Cyclical investing - case studies

For cyclicals, the bet is on mean reversion. So plotting a fundamental variable which is mean reverting in nature solves the problem (in most cases). Here is the P/B value charts for NALCO and Sobha over the last 10 years.

For nalco, a clear buy is ~0.6x P/B and sell is ~2x P/B. For Sobha, buy is below 1x P/B and sell is at 2x P/B. The length between this valuation gap determines the IRR. What I mean is if it takes 5-years to go from 1x to 2x, IRR is 15% from re-rating + growth in book value. If the same takes 10-years, then IRR is 7% from re-rating + growth in book value. No real rocket science in buy/sell decisions. The only thing that matters is if the company has the balance sheet strength to survive the downtrend, everything else like length of cycle, amplitude, etc. is mostly luck.

NOTE: WHAT WE ARE DOING HERE IS FITTING OLD DATA AND EXPECTING FUTURE TO TURN OUT LIKE THE PAST WHICH CAN LEAD TO OVERFITTING!
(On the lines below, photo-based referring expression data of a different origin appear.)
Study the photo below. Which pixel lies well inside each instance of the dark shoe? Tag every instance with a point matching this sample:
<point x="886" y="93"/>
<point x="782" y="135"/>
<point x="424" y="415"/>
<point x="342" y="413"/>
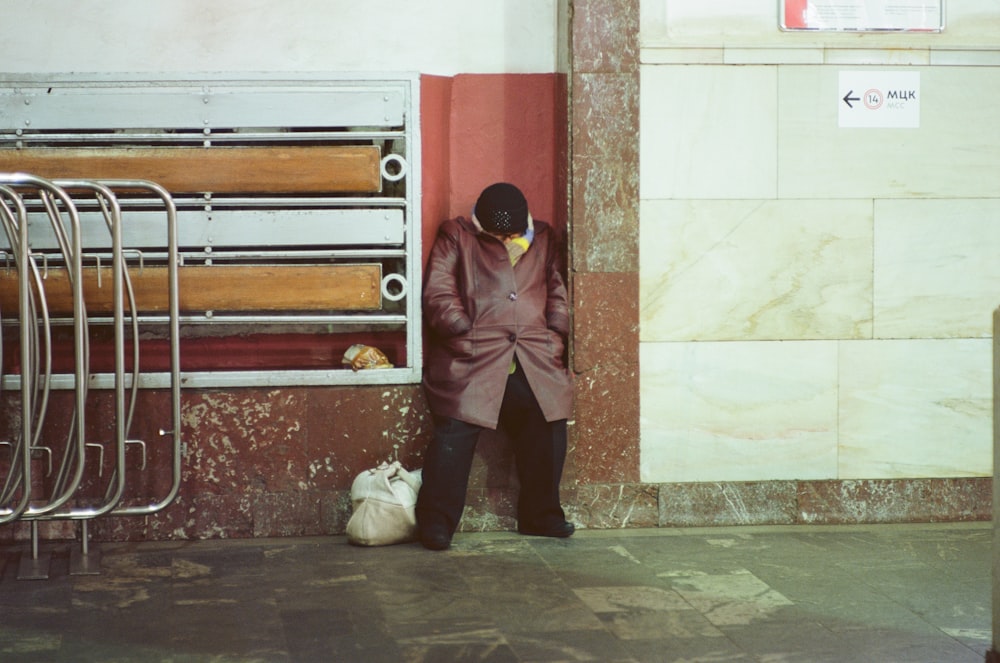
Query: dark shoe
<point x="558" y="530"/>
<point x="435" y="539"/>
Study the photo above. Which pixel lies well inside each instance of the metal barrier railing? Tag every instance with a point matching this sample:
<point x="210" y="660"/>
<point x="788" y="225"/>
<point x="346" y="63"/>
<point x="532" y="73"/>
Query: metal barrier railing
<point x="26" y="494"/>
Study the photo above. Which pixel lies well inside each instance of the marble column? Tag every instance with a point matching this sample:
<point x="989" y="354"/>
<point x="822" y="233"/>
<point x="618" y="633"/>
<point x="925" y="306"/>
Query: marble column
<point x="604" y="260"/>
<point x="993" y="655"/>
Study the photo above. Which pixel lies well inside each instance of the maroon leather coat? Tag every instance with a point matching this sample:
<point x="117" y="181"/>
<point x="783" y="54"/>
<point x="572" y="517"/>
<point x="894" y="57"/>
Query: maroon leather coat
<point x="481" y="311"/>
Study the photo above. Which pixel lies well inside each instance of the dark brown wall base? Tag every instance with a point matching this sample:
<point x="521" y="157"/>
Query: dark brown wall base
<point x="592" y="506"/>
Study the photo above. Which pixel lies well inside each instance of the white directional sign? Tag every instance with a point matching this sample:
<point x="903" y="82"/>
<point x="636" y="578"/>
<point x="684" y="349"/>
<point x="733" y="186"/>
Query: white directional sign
<point x="879" y="99"/>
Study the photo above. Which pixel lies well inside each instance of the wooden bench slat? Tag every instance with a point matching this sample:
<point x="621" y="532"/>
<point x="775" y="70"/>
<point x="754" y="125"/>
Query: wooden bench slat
<point x="223" y="169"/>
<point x="218" y="288"/>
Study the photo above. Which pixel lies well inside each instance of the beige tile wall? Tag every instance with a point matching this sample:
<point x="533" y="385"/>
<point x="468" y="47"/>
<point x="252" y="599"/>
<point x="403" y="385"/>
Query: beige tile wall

Over long periods of time, valuations are very cyclical, here are the lower and upper P/B bounds for Markel over the last 3.5 decades.
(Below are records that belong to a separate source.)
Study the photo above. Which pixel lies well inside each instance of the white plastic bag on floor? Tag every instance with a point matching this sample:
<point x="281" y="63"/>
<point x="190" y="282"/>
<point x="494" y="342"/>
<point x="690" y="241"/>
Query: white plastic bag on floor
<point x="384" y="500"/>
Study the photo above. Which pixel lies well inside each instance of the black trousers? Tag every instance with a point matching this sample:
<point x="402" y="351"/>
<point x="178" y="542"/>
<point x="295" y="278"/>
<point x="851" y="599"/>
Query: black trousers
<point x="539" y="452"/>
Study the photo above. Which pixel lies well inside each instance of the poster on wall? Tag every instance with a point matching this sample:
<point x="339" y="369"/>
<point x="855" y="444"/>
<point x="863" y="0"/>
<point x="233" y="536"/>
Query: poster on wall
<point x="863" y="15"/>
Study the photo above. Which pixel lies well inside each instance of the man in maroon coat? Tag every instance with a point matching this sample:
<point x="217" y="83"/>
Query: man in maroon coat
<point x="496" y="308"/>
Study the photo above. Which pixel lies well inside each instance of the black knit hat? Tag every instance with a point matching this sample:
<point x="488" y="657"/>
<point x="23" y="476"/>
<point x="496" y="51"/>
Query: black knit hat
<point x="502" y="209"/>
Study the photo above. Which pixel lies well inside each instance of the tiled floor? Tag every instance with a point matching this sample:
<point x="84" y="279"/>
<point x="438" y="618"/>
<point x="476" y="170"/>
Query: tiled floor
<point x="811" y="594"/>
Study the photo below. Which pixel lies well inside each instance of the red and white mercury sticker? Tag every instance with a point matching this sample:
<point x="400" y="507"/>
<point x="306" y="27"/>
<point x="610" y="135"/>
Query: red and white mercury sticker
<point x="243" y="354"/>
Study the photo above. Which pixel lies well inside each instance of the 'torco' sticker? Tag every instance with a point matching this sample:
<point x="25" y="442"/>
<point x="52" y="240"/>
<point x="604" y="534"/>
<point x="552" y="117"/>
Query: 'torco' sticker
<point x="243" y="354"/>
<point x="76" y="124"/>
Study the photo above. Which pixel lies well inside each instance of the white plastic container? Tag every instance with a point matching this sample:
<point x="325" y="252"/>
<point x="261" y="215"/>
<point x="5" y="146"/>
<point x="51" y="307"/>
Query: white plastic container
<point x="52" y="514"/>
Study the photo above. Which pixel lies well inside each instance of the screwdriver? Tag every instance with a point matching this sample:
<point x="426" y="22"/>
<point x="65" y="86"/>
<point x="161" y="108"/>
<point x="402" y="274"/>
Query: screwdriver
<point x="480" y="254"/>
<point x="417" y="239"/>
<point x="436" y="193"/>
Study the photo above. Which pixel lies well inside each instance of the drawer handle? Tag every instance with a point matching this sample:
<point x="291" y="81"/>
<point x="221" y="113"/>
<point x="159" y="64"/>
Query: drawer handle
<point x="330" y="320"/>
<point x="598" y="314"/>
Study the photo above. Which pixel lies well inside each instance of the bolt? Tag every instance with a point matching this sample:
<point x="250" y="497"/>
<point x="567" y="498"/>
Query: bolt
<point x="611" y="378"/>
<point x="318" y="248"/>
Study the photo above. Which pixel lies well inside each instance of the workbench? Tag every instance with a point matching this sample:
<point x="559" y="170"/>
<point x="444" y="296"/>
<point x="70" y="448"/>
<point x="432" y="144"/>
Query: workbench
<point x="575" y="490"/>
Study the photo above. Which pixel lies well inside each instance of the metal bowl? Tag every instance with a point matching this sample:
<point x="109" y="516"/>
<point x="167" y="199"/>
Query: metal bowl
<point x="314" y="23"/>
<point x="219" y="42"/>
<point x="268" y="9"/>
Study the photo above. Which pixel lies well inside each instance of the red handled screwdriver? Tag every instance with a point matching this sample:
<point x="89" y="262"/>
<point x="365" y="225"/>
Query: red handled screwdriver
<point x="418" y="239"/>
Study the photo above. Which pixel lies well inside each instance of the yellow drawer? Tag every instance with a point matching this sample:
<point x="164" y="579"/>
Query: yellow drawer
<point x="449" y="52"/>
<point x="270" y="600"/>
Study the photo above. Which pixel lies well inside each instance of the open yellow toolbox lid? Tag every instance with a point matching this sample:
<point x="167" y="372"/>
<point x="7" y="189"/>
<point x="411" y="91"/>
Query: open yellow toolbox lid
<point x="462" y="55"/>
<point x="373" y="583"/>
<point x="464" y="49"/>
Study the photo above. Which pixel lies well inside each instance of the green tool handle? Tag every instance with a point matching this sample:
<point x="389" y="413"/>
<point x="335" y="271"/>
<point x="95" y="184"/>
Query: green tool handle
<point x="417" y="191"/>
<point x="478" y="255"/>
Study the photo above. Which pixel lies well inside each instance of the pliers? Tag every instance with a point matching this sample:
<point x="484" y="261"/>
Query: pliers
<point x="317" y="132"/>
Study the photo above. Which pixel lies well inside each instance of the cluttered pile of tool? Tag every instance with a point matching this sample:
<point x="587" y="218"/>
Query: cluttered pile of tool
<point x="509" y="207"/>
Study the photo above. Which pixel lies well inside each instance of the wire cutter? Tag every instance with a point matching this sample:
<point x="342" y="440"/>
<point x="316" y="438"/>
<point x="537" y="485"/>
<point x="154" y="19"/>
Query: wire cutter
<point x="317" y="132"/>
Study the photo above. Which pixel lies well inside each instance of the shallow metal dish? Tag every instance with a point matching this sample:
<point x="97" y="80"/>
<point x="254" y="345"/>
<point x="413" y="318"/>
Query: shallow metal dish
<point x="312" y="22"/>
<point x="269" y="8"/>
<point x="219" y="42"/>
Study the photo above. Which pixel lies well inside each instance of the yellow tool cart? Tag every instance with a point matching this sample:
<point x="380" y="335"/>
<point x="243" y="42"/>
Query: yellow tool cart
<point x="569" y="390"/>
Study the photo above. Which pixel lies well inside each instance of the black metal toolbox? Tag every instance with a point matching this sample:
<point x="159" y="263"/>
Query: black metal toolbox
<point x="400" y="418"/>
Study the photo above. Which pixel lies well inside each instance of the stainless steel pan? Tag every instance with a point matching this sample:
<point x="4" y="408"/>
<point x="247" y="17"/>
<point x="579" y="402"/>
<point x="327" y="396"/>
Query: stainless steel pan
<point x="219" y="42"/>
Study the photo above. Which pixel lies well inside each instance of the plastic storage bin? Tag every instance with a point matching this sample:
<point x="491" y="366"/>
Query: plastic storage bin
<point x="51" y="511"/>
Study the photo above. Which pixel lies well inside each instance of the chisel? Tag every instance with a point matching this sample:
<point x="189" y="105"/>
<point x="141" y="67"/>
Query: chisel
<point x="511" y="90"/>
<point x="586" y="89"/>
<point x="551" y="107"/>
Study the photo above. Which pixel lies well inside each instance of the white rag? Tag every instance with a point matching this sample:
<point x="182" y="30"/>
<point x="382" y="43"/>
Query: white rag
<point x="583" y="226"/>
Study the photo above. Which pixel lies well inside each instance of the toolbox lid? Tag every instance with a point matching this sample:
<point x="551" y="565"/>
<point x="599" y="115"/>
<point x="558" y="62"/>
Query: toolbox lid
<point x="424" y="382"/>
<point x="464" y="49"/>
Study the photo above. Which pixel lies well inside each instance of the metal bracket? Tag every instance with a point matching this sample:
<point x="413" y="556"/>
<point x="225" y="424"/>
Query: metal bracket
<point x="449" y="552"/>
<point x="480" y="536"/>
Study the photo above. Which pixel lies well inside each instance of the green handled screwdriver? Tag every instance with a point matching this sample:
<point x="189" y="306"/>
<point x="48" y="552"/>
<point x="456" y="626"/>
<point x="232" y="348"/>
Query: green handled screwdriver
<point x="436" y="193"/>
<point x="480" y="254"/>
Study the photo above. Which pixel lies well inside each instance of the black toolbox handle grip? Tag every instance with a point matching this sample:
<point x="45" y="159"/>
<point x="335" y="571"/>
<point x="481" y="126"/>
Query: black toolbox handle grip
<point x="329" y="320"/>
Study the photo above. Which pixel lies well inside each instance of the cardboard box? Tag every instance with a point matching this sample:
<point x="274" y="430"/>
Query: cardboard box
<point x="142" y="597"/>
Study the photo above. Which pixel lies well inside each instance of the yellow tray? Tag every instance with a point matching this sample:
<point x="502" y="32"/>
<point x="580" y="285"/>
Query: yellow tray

I can provide these kinds of charts for a lot of companies (Berkshire, Schlumberger, etc.) which have operations since the last 3-4 decades. The basic summary is if we zoom out and plot some fundamental variable (which is mean-reverting) over long periods of time, valuation work is done. This is what old value folks like Tweedy Browne have been doing for the last 5-decades.